First of all, I shed like a maniac. This is to create small tumbleweeds under the minion’s bed so when they get out of bed in the morning, they won’t step on cold wood floors. Then there’s the cacophony of deafening yips I let loose to warn of inherent danger when anyone comes within a centimeter of our front gate. Our house is right behind a busy bus stop, so this keeps me pretty busy.
And then there’s the recycling I do of Mom’s earplugs and other nefarious items left in the garbage. You know, an in one end, out the other sort of thing. My digestive system requires lots of treats to keep that process (literally) moving. I wasn’t getting enough fiber a few weeks ago, so I helped myself to a full loaf of french bread on the kitchen counter. Then I watered the kitchen floor.
Really? How do you think I did it? I got time in solitary for that one.
Which brings me to my point: Despite all I do, I don’t get a lot of appreciation for my contributions to this pack. No. I get nothing but a bowl of dry kibble and a stupid bath.
I’ve been feeling a little under-appreciated, so I went to visit my pal Tilly for some girl time. Have a drink (the vintage of that Woodridge water is to DIE for!)… nibble on some cookies. You know, relax a little. Just have a ball.
Tilly is a Welsh Terrier, known to be great playmates for other dogs.

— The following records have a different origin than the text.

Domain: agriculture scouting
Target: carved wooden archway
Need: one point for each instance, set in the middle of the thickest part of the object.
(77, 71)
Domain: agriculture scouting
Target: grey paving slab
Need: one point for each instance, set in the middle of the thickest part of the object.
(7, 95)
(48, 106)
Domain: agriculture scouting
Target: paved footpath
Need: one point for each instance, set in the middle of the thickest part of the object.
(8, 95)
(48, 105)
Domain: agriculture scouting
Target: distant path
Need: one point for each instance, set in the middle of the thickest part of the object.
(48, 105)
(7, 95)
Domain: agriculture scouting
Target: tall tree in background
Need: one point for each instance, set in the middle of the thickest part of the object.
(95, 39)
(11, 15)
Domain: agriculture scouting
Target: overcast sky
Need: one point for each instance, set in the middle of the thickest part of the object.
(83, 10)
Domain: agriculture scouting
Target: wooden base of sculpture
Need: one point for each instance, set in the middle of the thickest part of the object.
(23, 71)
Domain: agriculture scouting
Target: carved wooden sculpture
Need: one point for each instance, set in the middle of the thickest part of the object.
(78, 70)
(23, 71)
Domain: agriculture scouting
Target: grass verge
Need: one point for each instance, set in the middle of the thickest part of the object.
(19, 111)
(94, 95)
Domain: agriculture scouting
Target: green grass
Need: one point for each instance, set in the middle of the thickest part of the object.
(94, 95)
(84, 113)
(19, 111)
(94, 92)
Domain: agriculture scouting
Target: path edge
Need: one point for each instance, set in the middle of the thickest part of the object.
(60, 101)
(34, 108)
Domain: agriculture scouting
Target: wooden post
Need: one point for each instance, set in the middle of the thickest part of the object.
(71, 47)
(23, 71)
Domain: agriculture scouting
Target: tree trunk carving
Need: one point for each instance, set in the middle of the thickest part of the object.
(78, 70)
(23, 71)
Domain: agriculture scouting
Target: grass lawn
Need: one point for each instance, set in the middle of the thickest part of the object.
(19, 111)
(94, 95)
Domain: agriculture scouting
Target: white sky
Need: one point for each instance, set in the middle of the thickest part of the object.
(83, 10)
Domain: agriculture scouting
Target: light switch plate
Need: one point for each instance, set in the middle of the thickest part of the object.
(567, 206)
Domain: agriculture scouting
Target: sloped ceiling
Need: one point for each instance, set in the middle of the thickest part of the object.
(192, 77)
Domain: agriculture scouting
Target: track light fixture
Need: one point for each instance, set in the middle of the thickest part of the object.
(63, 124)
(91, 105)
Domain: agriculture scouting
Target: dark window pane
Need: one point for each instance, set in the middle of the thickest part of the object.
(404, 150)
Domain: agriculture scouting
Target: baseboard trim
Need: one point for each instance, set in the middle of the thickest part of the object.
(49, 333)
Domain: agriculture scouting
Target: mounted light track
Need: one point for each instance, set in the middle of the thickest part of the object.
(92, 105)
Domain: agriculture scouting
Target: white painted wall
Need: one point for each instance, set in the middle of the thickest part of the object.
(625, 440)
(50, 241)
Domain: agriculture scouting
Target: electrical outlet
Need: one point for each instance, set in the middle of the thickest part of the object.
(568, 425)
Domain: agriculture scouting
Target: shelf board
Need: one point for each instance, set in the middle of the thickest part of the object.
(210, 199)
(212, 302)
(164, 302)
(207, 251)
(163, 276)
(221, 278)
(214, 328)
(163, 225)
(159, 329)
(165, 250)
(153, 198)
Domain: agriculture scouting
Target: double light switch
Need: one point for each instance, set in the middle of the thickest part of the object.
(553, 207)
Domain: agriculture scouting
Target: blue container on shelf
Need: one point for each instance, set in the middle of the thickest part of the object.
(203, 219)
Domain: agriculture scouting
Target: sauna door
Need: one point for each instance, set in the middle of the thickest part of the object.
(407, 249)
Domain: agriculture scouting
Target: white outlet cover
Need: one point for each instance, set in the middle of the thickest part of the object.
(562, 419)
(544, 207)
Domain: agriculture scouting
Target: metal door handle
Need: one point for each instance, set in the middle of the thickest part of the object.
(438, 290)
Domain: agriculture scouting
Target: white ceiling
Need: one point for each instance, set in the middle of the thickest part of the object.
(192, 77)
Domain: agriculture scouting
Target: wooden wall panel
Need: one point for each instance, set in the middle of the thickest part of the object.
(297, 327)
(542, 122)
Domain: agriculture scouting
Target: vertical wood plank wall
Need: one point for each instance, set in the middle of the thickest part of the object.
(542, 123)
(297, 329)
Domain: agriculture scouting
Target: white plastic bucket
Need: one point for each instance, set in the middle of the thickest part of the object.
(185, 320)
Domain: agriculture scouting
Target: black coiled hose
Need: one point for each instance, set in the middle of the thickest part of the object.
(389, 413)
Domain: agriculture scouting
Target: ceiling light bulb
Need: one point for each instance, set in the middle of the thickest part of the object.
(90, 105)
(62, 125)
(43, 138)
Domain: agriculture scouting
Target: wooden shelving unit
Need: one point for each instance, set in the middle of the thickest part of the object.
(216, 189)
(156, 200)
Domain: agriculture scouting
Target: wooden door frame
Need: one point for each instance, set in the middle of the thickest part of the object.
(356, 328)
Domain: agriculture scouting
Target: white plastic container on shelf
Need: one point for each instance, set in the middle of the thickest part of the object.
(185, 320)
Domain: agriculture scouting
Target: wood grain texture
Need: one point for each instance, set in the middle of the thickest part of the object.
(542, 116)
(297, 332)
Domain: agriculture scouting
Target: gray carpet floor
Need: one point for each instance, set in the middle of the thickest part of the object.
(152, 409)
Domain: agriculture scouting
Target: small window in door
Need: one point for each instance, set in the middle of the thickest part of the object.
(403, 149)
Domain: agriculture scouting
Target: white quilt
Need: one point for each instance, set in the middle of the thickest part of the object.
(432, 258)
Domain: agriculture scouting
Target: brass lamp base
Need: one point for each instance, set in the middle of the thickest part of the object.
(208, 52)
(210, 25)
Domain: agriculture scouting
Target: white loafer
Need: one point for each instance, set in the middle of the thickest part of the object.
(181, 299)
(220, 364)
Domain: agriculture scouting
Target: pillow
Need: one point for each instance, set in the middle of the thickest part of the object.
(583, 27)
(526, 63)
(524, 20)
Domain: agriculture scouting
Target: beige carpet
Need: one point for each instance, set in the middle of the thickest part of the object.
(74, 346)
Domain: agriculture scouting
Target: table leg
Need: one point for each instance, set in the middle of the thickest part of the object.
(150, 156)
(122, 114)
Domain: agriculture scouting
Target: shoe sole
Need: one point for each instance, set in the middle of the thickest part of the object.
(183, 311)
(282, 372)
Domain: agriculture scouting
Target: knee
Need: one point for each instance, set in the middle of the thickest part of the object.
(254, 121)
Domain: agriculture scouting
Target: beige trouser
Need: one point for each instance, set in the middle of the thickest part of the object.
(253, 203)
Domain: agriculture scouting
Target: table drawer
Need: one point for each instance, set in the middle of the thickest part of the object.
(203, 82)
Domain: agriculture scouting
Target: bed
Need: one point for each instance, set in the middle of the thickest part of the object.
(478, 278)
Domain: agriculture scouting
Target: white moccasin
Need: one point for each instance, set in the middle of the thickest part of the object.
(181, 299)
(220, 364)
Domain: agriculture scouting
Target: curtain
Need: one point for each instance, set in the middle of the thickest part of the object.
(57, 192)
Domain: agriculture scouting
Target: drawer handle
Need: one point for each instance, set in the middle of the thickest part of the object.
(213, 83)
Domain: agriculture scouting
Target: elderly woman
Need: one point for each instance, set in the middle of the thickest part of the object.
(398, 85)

She just doesn’t understand that I would not lower myself to play with all the work I have to do. But I admit, she’s got a lot on her plate, too. Her minions built this big sandbox in the front yard—something about her digging up the grass—and now they keep burying her toys in it. She’s frantic one will get lost.
Then her dad ordered this huge “bully” stick for her the other day. Come on, minions! Do you think we don’t know what these are made of? And this one is like three feet long. Tilly has been frantically eating it before anyone sees a giant pizzle on the floor. I mean, what would the neighbors think?
There’s was just one thing that put a damper on our plans: When I arrived, Tilly was fresh out of my favorite treats.
What’s a girl dog to do?
We decided to make our own. It wasn’t that hard. Tilly kept sneaking the raw cookie dough off the table. Don’t judge—I’ve seen you two-legged nuts do this a million times.
Anyway, I thought I’d share the recipe here so all you humans could make some for your trusty four legged friends. I mean, we should be celebrated. For all we do.
Sake’s Barkelicious Bites
2 cups pumpkin
1/2 cup fresh flat leaf or curly parsley
1/2 cup flax seed
1/2 cup honey
1 overripe banana
2.5 cups white flour, plus more for rolling dough
2.5-3 cups whole wheat flour
1 chicken bullion packet
Preheat oven to 350 degrees. Place first six ingredients (pumpkin, parsley, flax, honey, eggs and banana) in a food processor and puree until smooth and parsley is chopped up.
Transfer to stand mixer with paddle attachment or a large bowl and begin to add flour one cup at a time until you have added five cups total. The dough should be elastic and just slightly sticky. If it is too sticky, add more flour. Too dry, add a little water or more honey.
Lightly flour a large working surface and place dough in the middle. We used a pastry mat, which was super easy on the paws when it came to cleanup. Roll dough out to about a 1/4 inch to 1/2 inch thick based on your pooches preferences (thinner will be crunchier. Personally, I am a dainty girl who likes my treats with a little more chew factor.)
One note here: I couldn’t give a poop bag what shape these are, but if your minion is like mine, you might suggest he or she order a dog bone shaped cutter in advance. My human spent half a day looking for one when she could have been at my beck and call.
Transfer treats to two or three non-stick or parchment-covered cookie sheets. You can also use a Silpat or other silicone liner. Place in oven and cook for 3o to 40 minutes.
Cookies are done when they are slightly browned on top and crunchy. Remove from pan to prevent further coking (use a cooling rack or wax paper.) They will harden further when they cool, so take them out as soon as they begin to brown if your master, I mean doggie, likes—or needs—a less crunchy snack.